Pagi menjelang siang, Yena baru terbangun dari tidurnya yang nyenyak.
Gadis itu menggeliat dan mengucek matanya yang sembab. Hampir semalaman dia sibuk melayani ocehan ibunya dan makian Rumi di telfon. Samapi saat ini telinganya masih terasa sakit.
Yena lega, sekarang dia sudah terbebas, meski belum sepenuhnya. Setelah masalah simbol ini selesai maka dia akan bisa kembali ke keluarganya.
Namun, meski semua sudah jauh lebih baik kenapa rasanya dia malah bertambah gelisah? Seperti ada sesuatu yang kurang, sesuatu yang sepertinya ia rindukan.
Setelah dipikirkan, sialnya itu adalah Lucifer. Sudah tiga malam, tidak ada lagi pelukan dingin yang anehnya malah terasa hangat, tidak ada lagi lidah lembab yang selalu mengganggu tidurnya.
Saat memikirkan semua itu Yena merasa dilema, kemudian dia menampar dirinya sendiri dengan keras.
Plak
"Sadarlah Yena, sadar! Susah payah melarikan diri darinya hanya untuk merindukannya lagi. Kau sangat aneh! Sepertinya hanya dirimu yang suka diperbudak seperti itu!" Yena memaki dirinya sendiri.
Setelah puas mengomel, dia akhirnya beranjak ke kamar mandi untuk membersihkan diri kemudian keluar untuk mencari udara segar.
Di siang hari, keindahan villa ini terlihat lebih mencolok. Benar-benar tempat tinggal yang nyaman. Yena penasaran, apakah Arion juga menjual sisiknya seperti Lucifer untuk membeli semua kenyamanan ini?
Yena berpikir untuk memintanya beberapa, semoga dia tidak sepelit Lucifer.
Di gazebo taman, tampak sosok pria yang memancarkan cahaya hangat itu duduk dengan posisi bersila. Kedua matanya tertutup sementara napasnya berderu lambat.
Sepertinya ia tengah semedi. Yena mengendap-endap menghampiri sembari memperhatikannya.
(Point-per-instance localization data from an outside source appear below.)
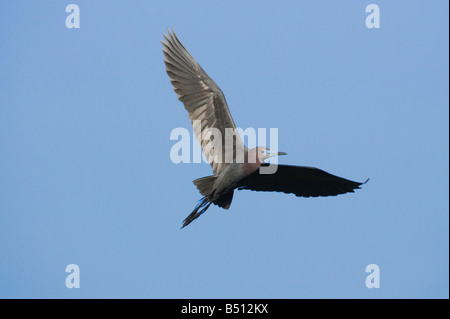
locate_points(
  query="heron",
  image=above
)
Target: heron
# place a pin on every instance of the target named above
(208, 110)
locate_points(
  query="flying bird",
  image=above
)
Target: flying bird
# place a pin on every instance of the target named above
(234, 165)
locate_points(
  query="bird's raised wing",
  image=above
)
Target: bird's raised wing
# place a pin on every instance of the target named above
(205, 103)
(299, 180)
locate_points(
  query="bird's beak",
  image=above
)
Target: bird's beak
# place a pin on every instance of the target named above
(277, 154)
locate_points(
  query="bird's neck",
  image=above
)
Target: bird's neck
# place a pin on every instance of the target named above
(251, 163)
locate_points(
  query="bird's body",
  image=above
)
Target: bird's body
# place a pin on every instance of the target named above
(234, 165)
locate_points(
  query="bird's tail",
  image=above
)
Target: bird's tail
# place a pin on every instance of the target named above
(201, 207)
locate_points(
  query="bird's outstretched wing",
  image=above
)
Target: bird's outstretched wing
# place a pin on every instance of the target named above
(205, 103)
(299, 180)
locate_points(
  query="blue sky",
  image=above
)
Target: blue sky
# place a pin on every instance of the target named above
(86, 177)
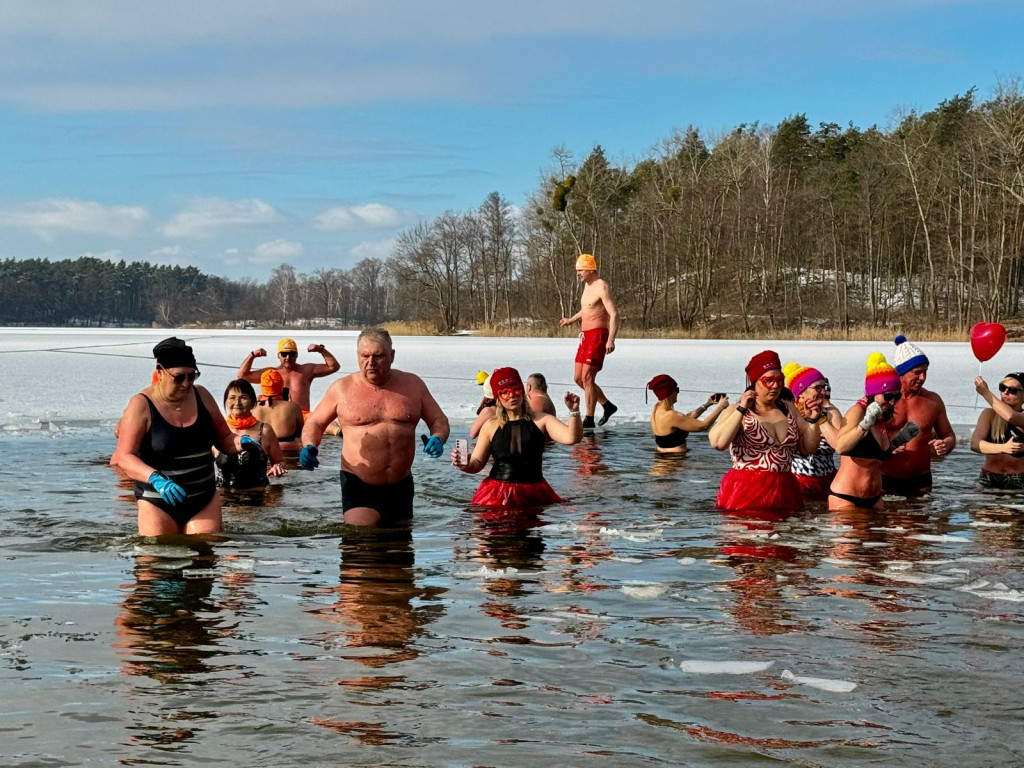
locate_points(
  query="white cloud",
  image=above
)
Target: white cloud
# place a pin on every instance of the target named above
(278, 251)
(368, 216)
(374, 249)
(47, 217)
(173, 255)
(206, 216)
Bukan karena penasaran dengan apa yang dilakukan Arion, melainkan karena ia tertarik dengan bau harum yang datang dari piring-piring yang berada di atas meja kecil di samping Arion.
Kebetulan sekali, dia sangat lapar.
Melihat nasi goreng Korea, Kimchi Bokkeumbap yang terlihat masih panas itu membuat cacing di perut Yena meronta-ronta.
'Ada dua piring, berarti satu punyaku,' pikir Yena. Namun, ia ragu-ragu untuk mengambilnya. Tidak sopan kalau langsung makan tanpa bertanya terlebih dahulu 'kan?
Yena menoleh pada Chal yang hinggap di batang andenium.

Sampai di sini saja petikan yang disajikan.